19.03.2024

Why the Croatian president’s appearance at the World Cup mattered so much

But as analysts of the region have pointed out, behind the photos of Grabar-Kitarović celebrating in the team’s distinctive red-and-white-checked jersey is a far more intricate story of gender and power that might ring familiar to many high-ranking women in traditionally male-dominated spaces.

Croatia’s second-place finish at the 2018 FIFA World Cup brought global attention to the Balkan nation and its president, Kolinda Grabar-Kitarović. The world’s media (Quartz included) was taken with the image of a leader cheering her team’s successes from the cheap seats and consoling them in the rain after a heartbreaking loss.

Politicians in Croatia have latched onto football as a unifying symbol since the nation’s independence in 1991, and especially since its third-place finish at the 1998 World Cup. With elections looming next year, the president’s embrace of a winning national team is the kind of standard, voter-friendly move that few politicians would pass up.

But as the nation’s first female head of state (the head of government is prime minister Andrej Plenković) her public appearances typically prompt an additional layer of scrutiny, and the World Cup was no exception.

Catherine Baker, a historian specializing in post-Cold War history at the University of Hull, untangled some of the power and gender politics behind Grabar-Kitarović’s boosterism in a Twitter thread and in Prospect magazine.

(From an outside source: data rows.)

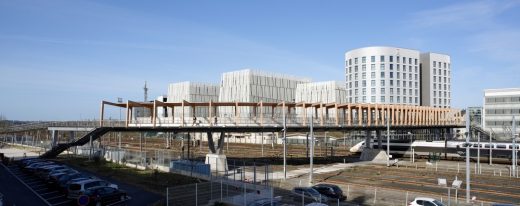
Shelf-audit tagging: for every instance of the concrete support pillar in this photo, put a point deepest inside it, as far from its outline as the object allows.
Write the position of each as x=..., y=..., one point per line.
x=368, y=139
x=379, y=140
x=54, y=136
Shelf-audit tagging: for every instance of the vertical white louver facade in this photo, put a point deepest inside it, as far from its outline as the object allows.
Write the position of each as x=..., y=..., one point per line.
x=192, y=92
x=255, y=86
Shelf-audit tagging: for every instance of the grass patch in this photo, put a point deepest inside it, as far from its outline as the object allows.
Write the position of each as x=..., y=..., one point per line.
x=150, y=180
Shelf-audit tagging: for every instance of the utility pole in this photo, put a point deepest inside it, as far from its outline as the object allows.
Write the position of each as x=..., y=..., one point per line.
x=468, y=173
x=284, y=145
x=513, y=131
x=387, y=139
x=312, y=151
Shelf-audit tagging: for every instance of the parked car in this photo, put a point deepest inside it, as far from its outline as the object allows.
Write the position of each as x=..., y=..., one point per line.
x=63, y=182
x=266, y=201
x=418, y=201
x=309, y=194
x=78, y=188
x=333, y=192
x=104, y=195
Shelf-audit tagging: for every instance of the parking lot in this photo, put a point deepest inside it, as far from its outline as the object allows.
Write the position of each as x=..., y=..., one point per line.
x=50, y=195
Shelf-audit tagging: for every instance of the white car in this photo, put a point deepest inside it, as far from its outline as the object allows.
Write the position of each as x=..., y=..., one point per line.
x=425, y=201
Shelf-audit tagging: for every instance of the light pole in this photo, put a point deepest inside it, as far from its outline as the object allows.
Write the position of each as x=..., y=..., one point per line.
x=312, y=150
x=468, y=173
x=387, y=139
x=513, y=131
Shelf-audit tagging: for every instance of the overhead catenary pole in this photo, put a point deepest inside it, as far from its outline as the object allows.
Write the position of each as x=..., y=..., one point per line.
x=468, y=173
x=312, y=150
x=478, y=153
x=387, y=140
x=513, y=131
x=284, y=144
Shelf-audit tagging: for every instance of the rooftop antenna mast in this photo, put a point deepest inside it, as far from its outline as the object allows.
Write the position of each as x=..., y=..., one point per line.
x=145, y=92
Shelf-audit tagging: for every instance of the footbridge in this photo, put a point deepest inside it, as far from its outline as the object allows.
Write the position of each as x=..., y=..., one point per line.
x=225, y=117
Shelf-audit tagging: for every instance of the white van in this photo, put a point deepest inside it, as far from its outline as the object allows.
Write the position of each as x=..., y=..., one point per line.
x=77, y=189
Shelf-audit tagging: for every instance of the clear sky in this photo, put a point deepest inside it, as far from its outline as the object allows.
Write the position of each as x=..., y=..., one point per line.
x=60, y=58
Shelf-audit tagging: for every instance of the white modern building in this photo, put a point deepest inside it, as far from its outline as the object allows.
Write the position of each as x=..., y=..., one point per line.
x=500, y=105
x=255, y=86
x=383, y=75
x=392, y=75
x=321, y=92
x=435, y=80
x=192, y=92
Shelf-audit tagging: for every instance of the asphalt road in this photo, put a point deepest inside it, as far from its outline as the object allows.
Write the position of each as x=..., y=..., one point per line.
x=139, y=196
x=15, y=193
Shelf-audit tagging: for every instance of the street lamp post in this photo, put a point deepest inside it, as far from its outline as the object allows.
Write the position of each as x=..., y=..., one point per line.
x=387, y=140
x=468, y=173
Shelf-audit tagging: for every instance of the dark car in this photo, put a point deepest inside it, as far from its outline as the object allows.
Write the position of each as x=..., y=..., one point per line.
x=105, y=195
x=331, y=191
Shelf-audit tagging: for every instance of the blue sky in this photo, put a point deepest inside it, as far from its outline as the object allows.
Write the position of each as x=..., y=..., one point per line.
x=60, y=58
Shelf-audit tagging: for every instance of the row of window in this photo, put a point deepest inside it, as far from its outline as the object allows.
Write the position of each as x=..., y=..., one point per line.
x=439, y=79
x=502, y=111
x=513, y=99
x=439, y=65
x=382, y=99
x=441, y=93
x=501, y=123
x=440, y=72
x=440, y=86
x=446, y=101
x=382, y=68
x=382, y=58
x=382, y=83
x=383, y=91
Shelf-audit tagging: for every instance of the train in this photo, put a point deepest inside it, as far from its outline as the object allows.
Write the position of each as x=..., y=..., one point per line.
x=453, y=149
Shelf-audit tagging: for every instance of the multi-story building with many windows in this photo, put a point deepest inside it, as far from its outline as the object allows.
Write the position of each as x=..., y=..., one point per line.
x=435, y=80
x=383, y=75
x=500, y=105
x=255, y=86
x=392, y=75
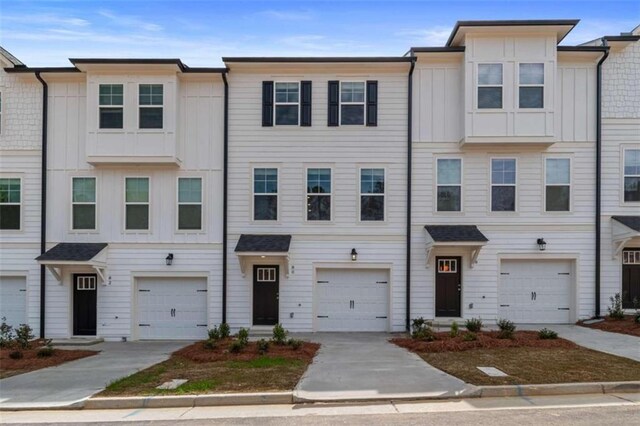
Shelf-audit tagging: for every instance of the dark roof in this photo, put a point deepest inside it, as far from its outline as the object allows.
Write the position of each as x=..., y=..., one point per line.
x=632, y=222
x=455, y=233
x=73, y=252
x=263, y=243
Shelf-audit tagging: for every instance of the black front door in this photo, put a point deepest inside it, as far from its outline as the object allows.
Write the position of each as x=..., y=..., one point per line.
x=630, y=277
x=265, y=294
x=85, y=290
x=448, y=286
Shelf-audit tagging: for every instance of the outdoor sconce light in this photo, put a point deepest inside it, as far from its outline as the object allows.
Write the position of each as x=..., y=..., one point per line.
x=542, y=244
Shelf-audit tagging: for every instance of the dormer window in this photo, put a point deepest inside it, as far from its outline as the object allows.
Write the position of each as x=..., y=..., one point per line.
x=490, y=86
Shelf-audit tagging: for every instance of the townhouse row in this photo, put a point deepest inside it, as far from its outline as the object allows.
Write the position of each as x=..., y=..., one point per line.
x=497, y=176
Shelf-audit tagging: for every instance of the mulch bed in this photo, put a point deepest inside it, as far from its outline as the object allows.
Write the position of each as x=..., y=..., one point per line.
x=30, y=360
x=622, y=326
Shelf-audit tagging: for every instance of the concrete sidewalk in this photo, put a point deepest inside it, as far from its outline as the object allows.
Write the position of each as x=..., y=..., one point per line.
x=75, y=381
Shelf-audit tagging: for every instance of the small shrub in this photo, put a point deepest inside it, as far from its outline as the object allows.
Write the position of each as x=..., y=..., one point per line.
x=506, y=329
x=546, y=334
x=279, y=334
x=473, y=325
x=616, y=311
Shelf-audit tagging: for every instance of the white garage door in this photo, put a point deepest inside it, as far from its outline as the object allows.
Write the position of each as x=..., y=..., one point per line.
x=536, y=291
x=172, y=308
x=13, y=300
x=352, y=300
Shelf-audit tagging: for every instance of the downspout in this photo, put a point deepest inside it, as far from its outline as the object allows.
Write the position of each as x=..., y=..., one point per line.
x=598, y=173
x=43, y=201
x=224, y=196
x=409, y=173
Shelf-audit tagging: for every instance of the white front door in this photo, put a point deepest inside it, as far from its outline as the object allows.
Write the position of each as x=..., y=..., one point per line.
x=172, y=308
x=352, y=300
x=536, y=291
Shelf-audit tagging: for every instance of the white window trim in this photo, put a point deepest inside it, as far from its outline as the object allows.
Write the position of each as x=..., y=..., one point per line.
x=275, y=104
x=148, y=204
x=253, y=194
x=178, y=204
x=519, y=85
x=150, y=106
x=364, y=104
x=478, y=85
x=461, y=185
x=491, y=185
x=544, y=177
x=306, y=194
x=384, y=195
x=95, y=203
x=21, y=204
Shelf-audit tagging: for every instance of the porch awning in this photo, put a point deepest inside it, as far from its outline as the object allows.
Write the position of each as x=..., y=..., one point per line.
x=467, y=236
x=623, y=230
x=75, y=254
x=262, y=246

Since the dawn of mass media, most political leaders have curated a public image as part of the business of statecraft. “That’s not new”, Baker wrote on Twitter. “But how Grabar-Kitarović builds *her* image comes at a very specific moment for gender in world politics, where traditionally masculine political and military institutions have wanted to look like they’re opening up to gender equality.”

This puts Grabar-Kitarović-a former Fulbright scholar, ambassador to the US, and assistant secretary to NATO-in a position familiar to many women leaders in fields previously dominated by men. She must appear at once powerful and nurturing, to exert authority in a way that neither threatens men nor undermines herself, to change the way power looks while staying close enough to social norms to keep people comfortable.

This means at times taking the visual cues of her different roles to an extreme. The president has been photographed handling weapons in military uniform as head of the armed forces, and in bright, flattering dresses at state events. And no choice comes without criticism tinged with sexism. Her tours of military have led to cartoons where she’s dressed in medieval armor. A routine Google search of her name instantly surfaces doctored images of her head Photoshopped onto the body of a woman in a skimpy bikini.

Meanwhile, observers of Balkan politics looked at her World Cup appearances and saw them in a different context. Team captain Luka Modric, whom Grabar-Kitarović embraced after the game, is entangled in a complicated corruption scandal involving the country’s top soccer officials. Those officials include Zdravko Mamic, an influential and polarizing figure in Croatian soccer, and one of Grabar-Kitarović’s financial backers. He was found guilty of corruption charges last month and fled the country.

Croatia’s politics are divisive, and no public display of patriotism by a political leader is free of politics-especially as an election approaches. For a female leader, however, the scrutiny is all the more intense.